The two years since Trump’s election have done little to abate the bleating about the Electoral College, the Senate, the over-representation of smaller states in Congress, and other such folderol. Indeed, the newly-drunk-with-power House Democrats have introduced a bill to abolish the Electoral College. Given that the EC system is written into the Constitution, this bill has zero chance of success, and is thus simply a big ole virtue signal, meant to show a rabid but civically ignorant base that they’re “trying.”
We can laugh this off, we can offer rebuttals couched in history and culture… or we can take a page from the Left’s play book.
Saul Alinsky’s fourth Rule For Radicals reads:
Make the enemy live up to its own book of rules.
“The enemy” in this case is the progressive movement that would undo the basic fabric of our Constitutional Republic in favor of some re-branded form of socialism, with them running the show and controlling all our lives down to the types of deodorant we buy. Their rule book is an ode to diversity, and we should make the diversity argument in response to their dislike of the EC and the power of individual states.
The Electoral College promotes diversity: of geography, of lifestyle, of needs, wants and priorities, of heritage, of history, of race and ethnicity, and of countless other identity markers. Certainly, diversity exists in every state, but each state has different proportions of the various identity groups the Left sorts us into, and it also has different proportions of the various political beliefs and inclinations that exist. Denying the “minority” states representation is no different than telling minority groups that the majority knows what’s good for them and will run their lives for them.

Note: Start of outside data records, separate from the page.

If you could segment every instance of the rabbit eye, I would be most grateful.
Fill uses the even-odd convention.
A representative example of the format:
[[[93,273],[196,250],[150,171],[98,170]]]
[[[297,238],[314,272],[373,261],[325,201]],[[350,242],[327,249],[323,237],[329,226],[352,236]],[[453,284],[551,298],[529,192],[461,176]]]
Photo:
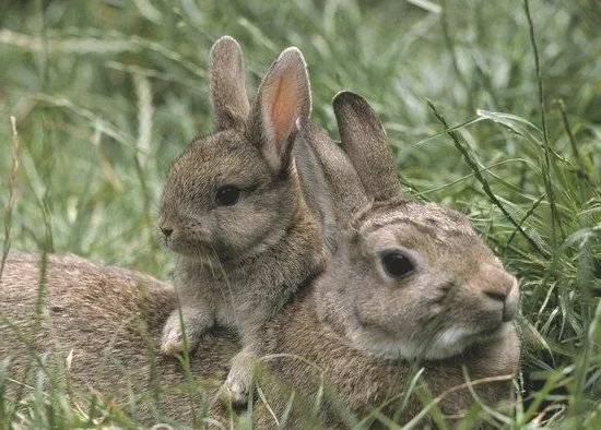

Of course, I’m spitting into the wind here. The EC haters only hate it because it didn’t put them in power. They don’t give a rat’s patootie about anything other than holding the keys to the kingdom. But, it might be fun to challenge the next person you see running down the EC with a “why are you opposed to diversity?” challenge, and see if it makes them squirm a bit.
The Democratic Party says they are for Democracy. The act that showed that this was a lie to me was the voice vote to put God back into the platform
https://www.youtube.com/watch?v=t8BwqzzqcDs
clearly not two thirds.
You know the reality. Democracy, as long as it gives them power and enshrines their preordained policies and positions. Democracy that runs contrary is to be kiboshed.
“But, it might be fun to challenge the next person you see running down the EC with a ‘why are you opposed to diversity?’ challenge, and see if it makes them squirm a bit.”
I played it that way at a small college in Virginia. The professor of sociology, a double minority (except in the Beltway area), was going on about something. I had written in my notebook, “Keep my mouth shut.” So anyway I heard, “Why do some people want to carry guns concealed?”
So I blurted out, “Equality! Criminals already carry guns concealed, how about we let some suitably trained and responsible persons do likewise? Maybe that 120 pound woman is now equal to a 300 pound man because of it.”
I assumed that she would be in favor of equality (women’s rights and racial minority rights), and it was probably so; but rival with instinctive fear about guns (not the people wielding them; but the bit of metal itself) which tends to take precedence.
The result was astonishing and somewhat entertaining. Most of the students in the classroom, some of whom were on active military service, started shouting me down and those farther away stood on chairs and desks. Virtue signaling rampant; lions and tigers and bears oh my!
I can’t read Michael2’s comment because of a giant picture of Peter and a sheep that overlies first 2 paragraphs.
It is not the Electoral College, per se, that brings this diversity you talk about or, what is really important, allows a president with fewer votes to be elected. Not the college itself, but the winner-take-all method of allocating the electoral votes. Divide the votes proportionally to the vote in that particular state, and that would never happen. And, this winner take all is not enshrined in the constitution.
Thank you for reporting the bug, we will look at it.
No, the winner-take-all is not enshrined in the Constitution, but the apportionment of Electors is up to each individual state. Two states, I believe, do proportional EC vote distribution.
The thing of that, though, is that if everyone else does winner-take-all, going proportional makes your state less relevant, especially if it’s a bigger state. A state with 20 votes that goes proportional might see a 13-7 split at the extreme, which means that only 6 net votes are in play, and that would reduce its importance on the national stage.
So, it doesn’t really behoove states to go proportional.